Fiscalisation des mutuelles santé entreprises, quel impact sur les salariés ?
Le gouvernement a confirmé le 11 septembre dernier que serait supprimée l’exonération fiscale dont bénéficiaient les salariés sur leur mutuelle entreprise. Une annulation qui devrait augmenter l’impôt sur le revenu de tous les employés concernés de 70 euros en moyenne.
Le 11 septembre dernier, lors de la présentation du projet de loi de Finances (PLF) 2014, Alain Vidalies, ministre chargé des Relations avec le Parlement, a expliqué que la déduction fiscale dont jouissaient 76% des salariés sur leur contrat d’assurance complémentaire d’entreprise serait partiellement supprimée. Un dispositif qui avait pourtant pour but initial de faciliter l’accès généralisé à la santé.
Quelle incidence directe sur les salariés ?
Jusqu’à présent, une intéressante niche fiscale s’offrait aux détenteurs d’une assurance santé entreprise. “Dès lors que le contrat collectif était obligatoire, responsable et solidaire, la cotisation ne rentrait pas dans l’assiette de l’impôt sur le revenu”, explique Vincent Harel, Directeur du département Argus Mercer, qui s’occupe des particuliers et petites entreprises chez Mercer France.
Cette niche fiscale était bien loin de se révéler mirobolante, mais profitable tout de même. Ainsi, les salariés se voyaient automatiquement exonérés, sur leur déclaration annuelle de revenus, de la cotisation globale à leur mutuelle entreprise : part employeur + part salarié. Avec cette nouvelle mesure gouvernementale, seule la part salarié pourra désormais être déduite.
“Ça va augmenter les impôts pour les salariés éligibles à l’impôt sur le revenu. En moyenne, l’augmentation va être de l’ordre de 5%, soit 70 euros, ce qui n’est pas négligeable. Et ce sera bien supérieur pour ceux se trouvent dans des tranches marginales plus élevées”, précise Vincent Harel. A titre d’exemple, pour une cotisation mensuelle de 60 euros, dont 30 euros supportés par l’employeur (50% du prix généralement), l’exonération fiscale était jusqu’alors de 720 euros (60 x 12). Dorénavant, elle ne sera plus que de 360 euros (30 x 12). Selon le quotidien Les Échos, cette suppression de l’avantage fiscal devrait entrainer une hausse globale de l’impôt sur le revenu “de près d’un milliard d’euros pour les 13 millions de salariés concernés”.

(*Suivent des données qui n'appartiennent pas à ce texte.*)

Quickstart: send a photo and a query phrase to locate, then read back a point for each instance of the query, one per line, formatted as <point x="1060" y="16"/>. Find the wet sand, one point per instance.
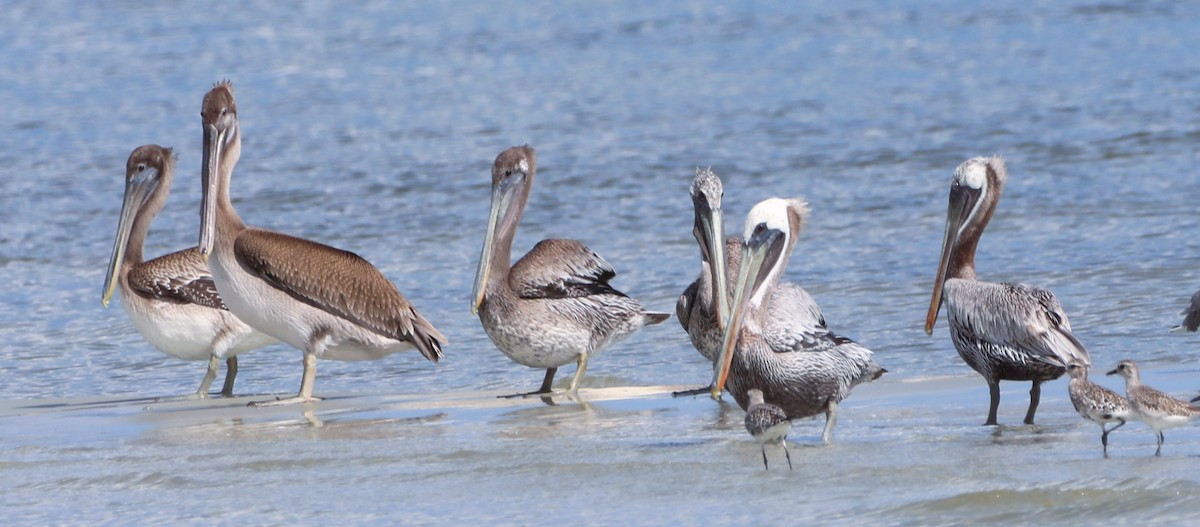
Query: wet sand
<point x="906" y="450"/>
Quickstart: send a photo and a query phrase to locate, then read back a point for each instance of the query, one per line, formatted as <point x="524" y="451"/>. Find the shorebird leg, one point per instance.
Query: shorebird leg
<point x="231" y="376"/>
<point x="1035" y="396"/>
<point x="693" y="391"/>
<point x="305" y="395"/>
<point x="831" y="420"/>
<point x="545" y="385"/>
<point x="209" y="376"/>
<point x="1104" y="436"/>
<point x="994" y="389"/>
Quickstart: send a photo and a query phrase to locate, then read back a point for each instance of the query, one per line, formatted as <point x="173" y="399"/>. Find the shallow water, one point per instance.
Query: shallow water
<point x="372" y="129"/>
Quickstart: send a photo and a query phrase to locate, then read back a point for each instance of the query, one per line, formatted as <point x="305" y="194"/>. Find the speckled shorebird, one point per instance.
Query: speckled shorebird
<point x="778" y="347"/>
<point x="1006" y="331"/>
<point x="171" y="299"/>
<point x="768" y="425"/>
<point x="555" y="305"/>
<point x="1153" y="407"/>
<point x="328" y="303"/>
<point x="1191" y="316"/>
<point x="1095" y="402"/>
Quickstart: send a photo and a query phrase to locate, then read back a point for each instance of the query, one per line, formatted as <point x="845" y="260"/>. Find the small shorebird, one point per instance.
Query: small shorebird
<point x="171" y="299"/>
<point x="1006" y="331"/>
<point x="1095" y="402"/>
<point x="328" y="303"/>
<point x="555" y="305"/>
<point x="1191" y="316"/>
<point x="1151" y="406"/>
<point x="768" y="424"/>
<point x="779" y="347"/>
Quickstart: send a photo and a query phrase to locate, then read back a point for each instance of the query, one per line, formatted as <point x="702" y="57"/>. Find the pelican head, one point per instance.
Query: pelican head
<point x="222" y="148"/>
<point x="772" y="229"/>
<point x="148" y="174"/>
<point x="709" y="231"/>
<point x="1126" y="369"/>
<point x="975" y="192"/>
<point x="511" y="179"/>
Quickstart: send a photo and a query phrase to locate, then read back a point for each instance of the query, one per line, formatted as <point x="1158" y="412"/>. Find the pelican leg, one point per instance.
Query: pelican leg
<point x="994" y="389"/>
<point x="705" y="390"/>
<point x="231" y="376"/>
<point x="1104" y="436"/>
<point x="209" y="376"/>
<point x="1035" y="397"/>
<point x="305" y="395"/>
<point x="579" y="375"/>
<point x="831" y="420"/>
<point x="545" y="385"/>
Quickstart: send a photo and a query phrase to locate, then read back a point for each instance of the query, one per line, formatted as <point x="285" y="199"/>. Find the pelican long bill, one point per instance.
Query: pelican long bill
<point x="137" y="190"/>
<point x="713" y="225"/>
<point x="502" y="202"/>
<point x="961" y="203"/>
<point x="760" y="255"/>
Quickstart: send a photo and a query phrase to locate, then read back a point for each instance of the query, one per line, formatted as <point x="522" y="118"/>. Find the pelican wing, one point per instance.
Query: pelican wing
<point x="179" y="277"/>
<point x="558" y="268"/>
<point x="1014" y="316"/>
<point x="795" y="323"/>
<point x="339" y="282"/>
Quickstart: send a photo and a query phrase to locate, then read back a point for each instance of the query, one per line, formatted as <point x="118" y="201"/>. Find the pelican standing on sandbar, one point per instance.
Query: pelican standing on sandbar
<point x="779" y="347"/>
<point x="328" y="303"/>
<point x="1006" y="331"/>
<point x="171" y="299"/>
<point x="555" y="305"/>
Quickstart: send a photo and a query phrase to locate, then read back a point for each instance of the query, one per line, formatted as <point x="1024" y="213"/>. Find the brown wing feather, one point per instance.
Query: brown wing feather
<point x="339" y="282"/>
<point x="179" y="277"/>
<point x="558" y="268"/>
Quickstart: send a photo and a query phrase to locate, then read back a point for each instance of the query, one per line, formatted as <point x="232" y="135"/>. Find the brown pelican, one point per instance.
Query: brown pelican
<point x="778" y="347"/>
<point x="328" y="303"/>
<point x="702" y="312"/>
<point x="171" y="299"/>
<point x="1153" y="407"/>
<point x="767" y="424"/>
<point x="555" y="305"/>
<point x="1191" y="316"/>
<point x="1006" y="331"/>
<point x="1095" y="402"/>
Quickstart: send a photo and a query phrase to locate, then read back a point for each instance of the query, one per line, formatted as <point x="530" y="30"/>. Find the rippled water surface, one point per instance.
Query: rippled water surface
<point x="372" y="127"/>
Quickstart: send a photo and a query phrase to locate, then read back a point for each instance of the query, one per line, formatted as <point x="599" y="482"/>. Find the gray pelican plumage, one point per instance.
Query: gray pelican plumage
<point x="1153" y="407"/>
<point x="328" y="303"/>
<point x="555" y="305"/>
<point x="700" y="310"/>
<point x="1006" y="331"/>
<point x="1097" y="403"/>
<point x="767" y="424"/>
<point x="1191" y="316"/>
<point x="780" y="347"/>
<point x="171" y="299"/>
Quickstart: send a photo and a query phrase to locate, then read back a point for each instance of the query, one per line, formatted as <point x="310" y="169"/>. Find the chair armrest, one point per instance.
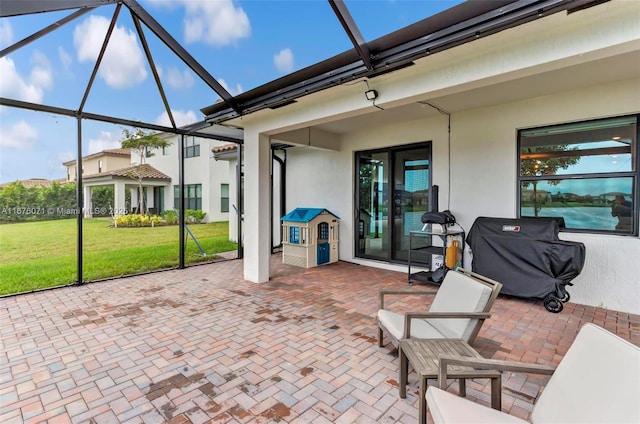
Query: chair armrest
<point x="421" y="315"/>
<point x="404" y="292"/>
<point x="489" y="364"/>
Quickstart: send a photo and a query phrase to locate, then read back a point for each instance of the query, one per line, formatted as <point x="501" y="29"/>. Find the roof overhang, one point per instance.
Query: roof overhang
<point x="458" y="25"/>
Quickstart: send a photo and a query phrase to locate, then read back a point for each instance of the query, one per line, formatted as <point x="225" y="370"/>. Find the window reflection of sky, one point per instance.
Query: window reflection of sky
<point x="583" y="187"/>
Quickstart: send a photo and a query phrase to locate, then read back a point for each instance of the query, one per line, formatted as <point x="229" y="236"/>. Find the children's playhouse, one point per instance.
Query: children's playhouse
<point x="309" y="237"/>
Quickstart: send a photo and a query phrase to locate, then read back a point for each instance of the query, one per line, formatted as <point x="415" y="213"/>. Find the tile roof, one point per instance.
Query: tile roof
<point x="146" y="171"/>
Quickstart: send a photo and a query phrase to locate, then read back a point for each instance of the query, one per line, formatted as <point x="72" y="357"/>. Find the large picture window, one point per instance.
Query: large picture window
<point x="585" y="173"/>
<point x="191" y="148"/>
<point x="192" y="196"/>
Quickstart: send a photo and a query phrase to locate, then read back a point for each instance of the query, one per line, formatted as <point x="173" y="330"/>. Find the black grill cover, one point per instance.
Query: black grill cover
<point x="524" y="254"/>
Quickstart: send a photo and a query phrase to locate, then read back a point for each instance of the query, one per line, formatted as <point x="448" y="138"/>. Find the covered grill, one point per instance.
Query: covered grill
<point x="527" y="257"/>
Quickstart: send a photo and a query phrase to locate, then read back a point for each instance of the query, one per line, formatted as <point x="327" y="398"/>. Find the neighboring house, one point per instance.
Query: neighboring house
<point x="460" y="118"/>
<point x="153" y="181"/>
<point x="206" y="180"/>
<point x="98" y="163"/>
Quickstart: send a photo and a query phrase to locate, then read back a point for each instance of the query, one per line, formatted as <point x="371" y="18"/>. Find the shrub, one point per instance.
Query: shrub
<point x="194" y="216"/>
<point x="137" y="220"/>
<point x="170" y="217"/>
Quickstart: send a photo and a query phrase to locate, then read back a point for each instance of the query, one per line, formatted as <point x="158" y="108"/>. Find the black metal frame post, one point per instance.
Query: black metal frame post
<point x="181" y="199"/>
<point x="79" y="205"/>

Les conséquences annexes à redouter
Au-delà de l’incidence basique et directe de l’augmentation d’impôts, des conséquences annexes sont à envisager. Pour les spécialistes, la perte de toutes les exonérations actuelles est à redouter. “Il était prévu que cette mesure [de fiscalisation de la part employeur] soit étudiée le 15 septembre de l’année prochaine. On est donc déjà en avance de phase. Mais ce qu’on peut anticiper la dessus c’est que ça pousse à des comportements de démutualisation“, présage Vincent Harel.
En effet, les niveaux de garantie santé proposés par les entreprises risquent de se réduire comme peau de chagrin, pour devenir de plus en plus faibles avec une individualisation des couvertures avec options. “C’est un paradoxe, la généralisation de la complémentaire santé a pour vocation de couvrir mieux les salariés mais il se pourrait que ce soit finalement le contraire qui se passe”, prévient le Directeur de département de Mercer.
Les motivations du gouvernement ouvrent aux doutes
Sur la chaîne LCP, Alain Vidalies a expliqué la motivation du gouvernement à supprimer cette niche fiscale. Le ministre la juge inéquitable, dans la mesure où elle ne profite réellement qu’aux cadres supérieurs. L’idée serait donc de la réorienter vers ceux qui en ont davantage la nécessité; les 750.000 bénéficiaires supplémentaires de la CMU-C. Pourtant, la couverture maladie universelle complémentaire est déjà financée par une taxe dédiée, prélevée sur les contrats d’assurance santé.
Pour l’heure, les ambitions gouvernementales restent singulièrement opaques. “Les bruits qui circulent c’est que seule la part employeur va être fiscalisée. Mais d’autres rumeurs indiquent que la totalité de la cotisation rentrera dans l’assiette de l’impôt sur le revenu. Dans tous les cas, le salaire fiscalisé affichera une hausse entre 500 à 1.000 euros, avec donc une couverture santé qui coutera plus cher, notamment pour les jeunes et les célibataires aisés qui paieront en quelque sorte pour les familles non imposables”, conclut Vincent Harel.